From: Philippe Verdy (verdy_p@wanadoo.fr)
Date: Thu Apr 15 2004 - 19:22:40 EDT
----- Original Message -----
From: "Peter Kirk" <peterkirk@qaya.org>
To: "Kenneth Whistler" <kenw@sybase.com>
Cc: <unicode@unicode.org>
Sent: Friday, April 16, 2004 12:03 AM
Subject: Re: U+0140
> On 15/04/2004 12:32, Kenneth Whistler wrote:
>
> >Philippe opined:
> >
> >
> >
> >>If there's something really missing for Catalan, it's a middle-dot letter
with
> >>general category "Lo", and combining class 0 (i.e.
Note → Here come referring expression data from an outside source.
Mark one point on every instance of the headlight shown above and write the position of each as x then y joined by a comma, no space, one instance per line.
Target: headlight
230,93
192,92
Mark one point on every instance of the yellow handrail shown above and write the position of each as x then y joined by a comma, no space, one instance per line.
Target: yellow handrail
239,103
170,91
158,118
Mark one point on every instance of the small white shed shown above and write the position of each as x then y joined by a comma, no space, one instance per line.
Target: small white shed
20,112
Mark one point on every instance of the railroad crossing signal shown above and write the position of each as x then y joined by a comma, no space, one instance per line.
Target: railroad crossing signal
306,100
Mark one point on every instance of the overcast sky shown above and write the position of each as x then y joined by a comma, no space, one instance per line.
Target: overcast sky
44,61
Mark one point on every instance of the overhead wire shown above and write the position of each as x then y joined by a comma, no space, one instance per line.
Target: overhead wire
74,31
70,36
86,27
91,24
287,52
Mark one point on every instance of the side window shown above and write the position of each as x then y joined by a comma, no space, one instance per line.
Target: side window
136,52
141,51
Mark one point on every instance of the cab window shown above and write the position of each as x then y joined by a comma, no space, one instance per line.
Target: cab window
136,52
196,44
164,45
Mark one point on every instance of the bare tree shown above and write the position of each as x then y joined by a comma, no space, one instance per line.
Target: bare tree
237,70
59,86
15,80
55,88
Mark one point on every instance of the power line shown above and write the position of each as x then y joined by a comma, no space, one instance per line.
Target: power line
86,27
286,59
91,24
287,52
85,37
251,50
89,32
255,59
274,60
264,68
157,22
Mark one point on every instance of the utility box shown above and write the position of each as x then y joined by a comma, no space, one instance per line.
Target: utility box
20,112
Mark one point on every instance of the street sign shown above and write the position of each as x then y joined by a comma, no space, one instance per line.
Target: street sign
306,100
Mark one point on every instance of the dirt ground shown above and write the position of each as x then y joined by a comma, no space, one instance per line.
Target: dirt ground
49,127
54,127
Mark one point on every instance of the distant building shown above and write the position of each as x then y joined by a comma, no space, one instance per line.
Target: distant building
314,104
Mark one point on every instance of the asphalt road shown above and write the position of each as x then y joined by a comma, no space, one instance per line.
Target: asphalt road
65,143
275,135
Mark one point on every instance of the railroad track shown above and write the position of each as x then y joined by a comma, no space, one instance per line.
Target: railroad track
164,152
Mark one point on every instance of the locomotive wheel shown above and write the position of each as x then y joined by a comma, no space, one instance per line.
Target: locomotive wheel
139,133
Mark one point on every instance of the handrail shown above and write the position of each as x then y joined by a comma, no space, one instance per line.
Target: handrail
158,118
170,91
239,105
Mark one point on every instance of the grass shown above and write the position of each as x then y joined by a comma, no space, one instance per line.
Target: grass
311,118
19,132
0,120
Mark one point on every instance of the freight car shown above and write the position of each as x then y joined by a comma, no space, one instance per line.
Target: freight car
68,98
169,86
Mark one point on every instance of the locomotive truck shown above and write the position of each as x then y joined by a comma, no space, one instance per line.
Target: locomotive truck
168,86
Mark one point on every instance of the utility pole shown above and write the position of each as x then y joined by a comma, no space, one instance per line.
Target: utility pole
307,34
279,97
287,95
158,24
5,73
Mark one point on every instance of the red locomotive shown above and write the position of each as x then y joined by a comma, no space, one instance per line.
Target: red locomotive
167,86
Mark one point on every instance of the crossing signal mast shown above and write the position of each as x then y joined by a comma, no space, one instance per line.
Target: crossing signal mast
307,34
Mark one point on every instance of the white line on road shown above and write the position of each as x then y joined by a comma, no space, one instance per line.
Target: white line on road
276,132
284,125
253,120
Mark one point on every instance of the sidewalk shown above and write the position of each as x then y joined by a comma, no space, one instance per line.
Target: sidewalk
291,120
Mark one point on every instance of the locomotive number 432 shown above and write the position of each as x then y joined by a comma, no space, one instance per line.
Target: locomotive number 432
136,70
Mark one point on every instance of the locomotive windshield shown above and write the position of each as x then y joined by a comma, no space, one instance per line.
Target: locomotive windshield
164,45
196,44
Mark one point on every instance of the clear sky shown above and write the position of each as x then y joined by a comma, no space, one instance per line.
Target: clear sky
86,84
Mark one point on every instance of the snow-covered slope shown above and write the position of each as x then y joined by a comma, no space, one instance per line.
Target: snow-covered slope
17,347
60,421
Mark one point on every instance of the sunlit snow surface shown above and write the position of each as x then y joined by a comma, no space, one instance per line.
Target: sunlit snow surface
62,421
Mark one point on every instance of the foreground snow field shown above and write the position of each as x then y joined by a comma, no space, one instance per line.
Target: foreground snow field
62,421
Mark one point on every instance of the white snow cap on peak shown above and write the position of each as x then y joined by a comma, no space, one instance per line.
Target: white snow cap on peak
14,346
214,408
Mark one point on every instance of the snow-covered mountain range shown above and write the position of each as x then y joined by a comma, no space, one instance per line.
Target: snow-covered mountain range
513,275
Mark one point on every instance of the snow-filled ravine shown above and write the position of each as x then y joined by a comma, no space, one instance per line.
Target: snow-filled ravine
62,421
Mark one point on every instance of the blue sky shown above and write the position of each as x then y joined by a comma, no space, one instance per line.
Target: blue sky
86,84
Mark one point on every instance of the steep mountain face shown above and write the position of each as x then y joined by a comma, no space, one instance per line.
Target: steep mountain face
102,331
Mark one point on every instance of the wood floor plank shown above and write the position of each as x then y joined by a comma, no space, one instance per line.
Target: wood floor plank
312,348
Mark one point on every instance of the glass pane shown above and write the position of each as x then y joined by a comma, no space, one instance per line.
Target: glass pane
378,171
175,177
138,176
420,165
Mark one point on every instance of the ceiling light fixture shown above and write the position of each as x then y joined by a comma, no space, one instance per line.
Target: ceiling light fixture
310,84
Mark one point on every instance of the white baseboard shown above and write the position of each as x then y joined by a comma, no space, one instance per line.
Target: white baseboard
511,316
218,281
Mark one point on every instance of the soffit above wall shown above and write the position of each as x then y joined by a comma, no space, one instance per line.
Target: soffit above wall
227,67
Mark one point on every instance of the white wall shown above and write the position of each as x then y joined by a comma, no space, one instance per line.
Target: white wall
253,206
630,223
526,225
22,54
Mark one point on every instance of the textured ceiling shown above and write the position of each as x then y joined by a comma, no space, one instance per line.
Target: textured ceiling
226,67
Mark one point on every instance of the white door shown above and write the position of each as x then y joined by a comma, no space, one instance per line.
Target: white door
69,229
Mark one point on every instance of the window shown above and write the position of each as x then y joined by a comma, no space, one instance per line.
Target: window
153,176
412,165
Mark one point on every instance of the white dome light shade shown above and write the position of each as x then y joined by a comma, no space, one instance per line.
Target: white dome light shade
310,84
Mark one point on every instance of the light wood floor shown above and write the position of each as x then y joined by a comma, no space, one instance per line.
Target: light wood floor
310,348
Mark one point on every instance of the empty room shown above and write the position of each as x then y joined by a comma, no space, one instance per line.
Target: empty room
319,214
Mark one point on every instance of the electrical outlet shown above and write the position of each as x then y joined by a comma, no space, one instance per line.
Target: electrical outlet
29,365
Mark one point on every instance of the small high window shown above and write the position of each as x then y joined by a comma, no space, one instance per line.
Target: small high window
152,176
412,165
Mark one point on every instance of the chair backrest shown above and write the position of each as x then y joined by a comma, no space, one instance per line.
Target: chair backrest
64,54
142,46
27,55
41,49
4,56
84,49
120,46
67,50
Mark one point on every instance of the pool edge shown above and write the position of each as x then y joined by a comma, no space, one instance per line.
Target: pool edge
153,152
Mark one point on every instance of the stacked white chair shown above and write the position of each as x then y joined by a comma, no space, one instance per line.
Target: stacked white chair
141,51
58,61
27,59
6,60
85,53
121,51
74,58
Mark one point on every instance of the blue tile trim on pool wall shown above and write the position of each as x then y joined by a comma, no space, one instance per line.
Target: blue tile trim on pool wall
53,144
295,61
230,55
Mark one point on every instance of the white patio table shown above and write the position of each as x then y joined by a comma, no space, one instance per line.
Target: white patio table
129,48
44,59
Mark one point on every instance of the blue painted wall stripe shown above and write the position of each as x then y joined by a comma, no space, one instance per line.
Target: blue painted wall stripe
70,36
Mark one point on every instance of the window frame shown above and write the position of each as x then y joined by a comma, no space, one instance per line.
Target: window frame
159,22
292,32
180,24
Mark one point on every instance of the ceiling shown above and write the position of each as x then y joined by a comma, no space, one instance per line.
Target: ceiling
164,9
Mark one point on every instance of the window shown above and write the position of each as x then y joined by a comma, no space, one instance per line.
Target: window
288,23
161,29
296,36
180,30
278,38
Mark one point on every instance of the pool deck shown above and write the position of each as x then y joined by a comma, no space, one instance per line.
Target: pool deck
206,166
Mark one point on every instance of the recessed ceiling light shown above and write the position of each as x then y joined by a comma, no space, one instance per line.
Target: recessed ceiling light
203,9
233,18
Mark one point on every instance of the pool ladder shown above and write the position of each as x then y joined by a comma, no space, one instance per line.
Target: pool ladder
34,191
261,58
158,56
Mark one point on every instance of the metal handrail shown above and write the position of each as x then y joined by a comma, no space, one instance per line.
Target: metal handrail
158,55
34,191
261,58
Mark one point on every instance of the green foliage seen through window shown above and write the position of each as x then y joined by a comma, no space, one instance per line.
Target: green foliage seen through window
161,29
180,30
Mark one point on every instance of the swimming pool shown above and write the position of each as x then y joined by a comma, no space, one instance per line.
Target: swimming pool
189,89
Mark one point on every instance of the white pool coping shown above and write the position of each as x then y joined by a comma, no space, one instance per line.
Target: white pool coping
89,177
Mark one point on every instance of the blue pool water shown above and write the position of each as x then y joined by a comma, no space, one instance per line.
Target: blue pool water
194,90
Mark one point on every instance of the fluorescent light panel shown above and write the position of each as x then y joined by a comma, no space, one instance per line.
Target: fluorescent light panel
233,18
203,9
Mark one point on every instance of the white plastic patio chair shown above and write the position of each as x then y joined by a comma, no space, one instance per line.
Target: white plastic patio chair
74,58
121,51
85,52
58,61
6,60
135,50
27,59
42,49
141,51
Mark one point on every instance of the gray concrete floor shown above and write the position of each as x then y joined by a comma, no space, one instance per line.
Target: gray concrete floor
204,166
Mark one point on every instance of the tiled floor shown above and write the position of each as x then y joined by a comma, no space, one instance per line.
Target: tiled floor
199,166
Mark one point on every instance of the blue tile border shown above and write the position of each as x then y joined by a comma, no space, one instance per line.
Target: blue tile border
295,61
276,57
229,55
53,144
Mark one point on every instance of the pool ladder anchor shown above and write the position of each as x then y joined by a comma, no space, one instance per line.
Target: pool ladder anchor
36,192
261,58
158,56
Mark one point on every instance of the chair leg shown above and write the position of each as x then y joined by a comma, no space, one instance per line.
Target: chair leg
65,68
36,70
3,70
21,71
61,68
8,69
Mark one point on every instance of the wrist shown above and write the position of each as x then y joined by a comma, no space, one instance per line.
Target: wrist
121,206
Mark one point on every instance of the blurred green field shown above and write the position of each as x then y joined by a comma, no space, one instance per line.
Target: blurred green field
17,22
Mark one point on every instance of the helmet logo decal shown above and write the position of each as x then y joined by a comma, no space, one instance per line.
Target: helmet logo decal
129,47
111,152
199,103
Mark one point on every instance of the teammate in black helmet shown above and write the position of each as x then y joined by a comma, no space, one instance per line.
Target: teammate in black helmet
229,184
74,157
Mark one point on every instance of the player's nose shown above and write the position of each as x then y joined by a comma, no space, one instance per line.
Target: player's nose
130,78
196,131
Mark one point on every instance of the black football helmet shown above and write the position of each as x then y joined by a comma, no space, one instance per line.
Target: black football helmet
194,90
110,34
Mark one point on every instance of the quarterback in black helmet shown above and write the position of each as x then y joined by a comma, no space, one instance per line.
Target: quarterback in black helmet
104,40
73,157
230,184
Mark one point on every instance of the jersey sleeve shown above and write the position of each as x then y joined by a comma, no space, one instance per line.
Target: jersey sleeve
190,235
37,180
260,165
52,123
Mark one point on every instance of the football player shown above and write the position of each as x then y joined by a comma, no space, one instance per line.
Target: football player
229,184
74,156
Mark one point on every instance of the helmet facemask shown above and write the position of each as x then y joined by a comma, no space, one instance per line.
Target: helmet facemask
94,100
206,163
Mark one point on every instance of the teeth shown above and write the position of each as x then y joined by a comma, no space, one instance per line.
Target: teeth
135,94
NOT combining).
> >>
> >>
> >
> >The one thing for sure is that the Unicode Standard does not need
> >to encode more middle dots:
> >
> >00B7;MIDDLE DOT;Po;0;ON;;;;;N;;;;;
> >0701;SYRIAC SUPRALINEAR FULL STOP;Po;0;AL;;;;;N;;;;;
> >1427;CANADIAN SYLLABICS FINAL MIDDLE DOT;Lo;0;L;;;;;N;;;;;
> >22C5;DOT OPERATOR;Sm;0;ON;;;;;N;;;;;
> >2F02;KANGXI RADICAL DOT;So;0;ON;<compat> 4E36;;;;N;;;;;
> >302E;HANGUL SINGLE DOT TONE MARK;Mn;224;NSM;;;;;N;;;;;
> >30FB;KATAKANA MIDDLE DOT;Pc;0;ON;;;;;N;;;;;
> >FE45;SESAME DOT;Po;0;ON;;;;;N;;;;;
> >FF65;HALFWIDTH KATAKANA MIDDLE DOT;Pc;0;ON;<narrow> 30FB;;;;N;;;;;
> >10101;AEGEAN WORD SEPARATOR DOT;Po;0;ON;;;;;N;;;;;
> >1D16D;MUSICAL SYMBOL COMBINING AUGMENTATION DOT;Mc;226;L;;;;;N;;;;;
> >2027;HYPHENATION POINT;Po;0;ON;;;;;N;;;;;
> >16EB;RUNIC SINGLE PUNCTUATION;Po;0;L;;;;;N;;;;;
> >1802;MONGOLIAN COMMA;Po;0;ON;;;;;N;;;;;
> >318D;HANGUL LETTER ARAEA;Lo;0;L;<compat> 119E;;;;N;HANGUL LETTER ALAE A;;;;
> >1D01B;BYZANTINE MUSICAL SYMBOL KENTIMA ARCHAION;So;0;L;;;;;N;;;;;
> >
> >(and that's not considering the lowered dots "FULL STOP" and the raised
> >dots)
> >
> >
> >
> There are also, including combining middle dots (most of these listed at
> U+00B7):
>
> U+0387 GREEK ANO TELEIA
wrong form? it's a small square, and is the greek semicolon, and is then
separating words.
> U+05BC HEBREW POINT DAGESH OR MAPIQ
where would you position it according to the Catalan L letter which has a
distinct directionality, and should not inherit of the complexity of the Hebrew
script?
Why isn't there even U+0307 COMBINING DOT BELOW or U+0323 COMBINING DOT ABOVE in
your list?
> U+2022 BULLET
too thick, and it is a word-breaking symbol with a candidate line break on
either sides. most often is a bullet at the beginning of a sub-paragraph, but
can be used for example to separate multiple titles (think about titles on
CD-Audio) or dictionaries and lots of publication where it is a symbol mark
which is used as a source anchor for a note.
> U+2024 ONE DOT LEADER
this is a spacing character, mostly a punctuation, and clearly word-breaking...
> U+2219 BULLET OPERATOR
this is a symbol with a evident word break on either sides (think about
mathematical formulas)
> U+2027 HYPHENATION POINT
a good suggestion if this was not a punctuation... What is the exact status of
this character? When I look into the UCD properties I see that:
French name: POINT DE COUPURE DE MOT
GC=Po: punctuation, other [not even a "connecting" Pc like the ASCII
underscore], so a separator of words
CC=0: not combining [OK]
BD=ON: order neutral [OK]
> What is U+2027 intended for? The name suggests that it might be what is
> needed for Catalan.
I think that this is better seen as an annotation used in dictionaries to note
visually the position of candidate syllable breaks, (unlike the soft-hyphen
which is normally not rendered except where the candidate line-break is
realized).
Many dictionnaries prefer a thin vertical line which extends from the descender
to the ascender, and in fact there are fonts where this character is drawn like
this, and which is not the same as the ASCII vertical line which is smaller and
often thicker.) This notation symbol could be used in addition to and
immediately after the Catalan middle-dot...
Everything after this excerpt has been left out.